SAFE PRACTICE RECOMMENDATIONS: To reduce the risk of IV dosing errors, health care organizations should consider the following suggestions:

  • Dosing methods should be standardized. After looking for variable dosing approaches for the same medication in the hospital, staff members should select a standard way to administer that drug for adults and a standard way to give it to pediatric patients. Differences in dosing procedures for all drugs used in the organization should be examined. If possible, dosing methods should be standardized to promote familiarity. Because patients and nurses may transfer between facilities, health systems comprising multiple hospitals can also benefit from standardization at the systems level. The standard technique should be listed on preprinted or electronic order sets in which the applicable drugs appear.

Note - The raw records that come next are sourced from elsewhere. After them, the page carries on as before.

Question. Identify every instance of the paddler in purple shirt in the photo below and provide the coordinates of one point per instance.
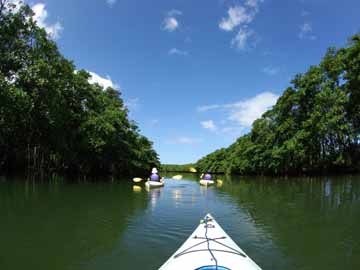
(206, 176)
(154, 175)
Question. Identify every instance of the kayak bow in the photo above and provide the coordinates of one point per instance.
(153, 184)
(209, 248)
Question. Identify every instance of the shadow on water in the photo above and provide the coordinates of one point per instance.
(57, 225)
(293, 224)
(314, 222)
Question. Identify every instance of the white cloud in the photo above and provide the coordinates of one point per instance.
(236, 15)
(270, 70)
(185, 140)
(104, 82)
(239, 18)
(306, 31)
(40, 16)
(133, 104)
(170, 22)
(240, 41)
(245, 112)
(209, 125)
(304, 13)
(111, 2)
(154, 122)
(253, 4)
(208, 107)
(175, 51)
(174, 12)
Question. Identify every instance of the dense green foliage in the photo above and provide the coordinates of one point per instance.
(177, 168)
(51, 117)
(313, 128)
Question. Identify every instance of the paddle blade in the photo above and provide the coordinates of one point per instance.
(136, 188)
(137, 179)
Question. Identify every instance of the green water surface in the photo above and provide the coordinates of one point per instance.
(302, 223)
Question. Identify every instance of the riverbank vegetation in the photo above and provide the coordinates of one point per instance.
(51, 117)
(313, 128)
(185, 168)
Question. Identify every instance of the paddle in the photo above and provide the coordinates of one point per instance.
(137, 179)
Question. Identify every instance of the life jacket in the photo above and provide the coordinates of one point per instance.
(154, 177)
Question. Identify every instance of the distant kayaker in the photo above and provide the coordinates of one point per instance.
(155, 175)
(206, 176)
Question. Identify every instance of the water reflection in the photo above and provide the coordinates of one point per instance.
(282, 223)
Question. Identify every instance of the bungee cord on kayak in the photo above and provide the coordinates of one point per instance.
(208, 240)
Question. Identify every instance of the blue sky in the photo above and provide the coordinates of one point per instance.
(195, 74)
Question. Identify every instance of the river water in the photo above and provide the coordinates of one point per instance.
(294, 223)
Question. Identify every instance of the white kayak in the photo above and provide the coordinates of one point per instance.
(206, 182)
(153, 184)
(209, 248)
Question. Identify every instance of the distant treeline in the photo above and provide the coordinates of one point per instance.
(51, 117)
(177, 168)
(313, 128)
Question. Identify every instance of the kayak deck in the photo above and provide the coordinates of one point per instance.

  • Smart pumps should be fully functional. The use of smart pumps that provide software to reduce dosage errors helps to prevent harmful mixups among various dosing methods for the drugs in the pump’s library. Other safety features include unchangeable dosing units after a drug is selected, weight limits, and clinical advisories. Smart pump alerts, which warn practitioners of impending medication errors, should not be overridden. If an alert is activated, it is crucial for the practitioner to investigate the warning and act accordingly. Organizations should conduct regular compliance rounds to ensure that dose-checking capabilities are in working order. The facility should also review available data from error-reduction software to ensure that the staff is interacting appropriately with the technology.
  • Dosing methods should be listed on the medication administration record (MAR) and label. When possible, the drug dose should be displayed on the MAR and on the drug container label in the same way as the information is needed to program the pump.
  • Dosing methods should be listed on orders. Prescribers should list the dosing method or unit used, as well as the calculated dose, of drugs that are more prone to be involved in an error, such as pediatric and chemotherapeutic agents.
  • The dosing method should be verified. When applicable, pharmacists and nurses should confirm both the dosing technique used and the calculated dose before they dispense or administer a medication.
  • Pump settings should be verified during hand-offs. Upon transfer of patients to another setting and at the beginning of each shift, all pump settings should be confirmed. The dosing method and the total dose must be appropriate for all patients, given their weight, age, and condition.
  • The possibility of an error should be considered. If a patient is not exhibiting the physiological changes that would be expected after an infusion, the staff should consider that an error might have occurred and should verify the pump settings.
  • Simulation training should be implemented. To heighten staff awareness about mix-ups with dosing practices, organizations might offer simulation training and exercises in which participants investigate a hypothetical case with a dosing error, uncover the error, and take corrective action.
  • References

    1. Bates DW, Vanderveen T, Seger DL, et al. Variability in intravenous medication practices: Implications for medication safety. Jt Comm J Qual Pat Saf 2005;31:203–210.
    2. Lesar TS. Errors in the use of medication dosage equations. Arch Pediatr Adolesc Med 1998;152:340–344.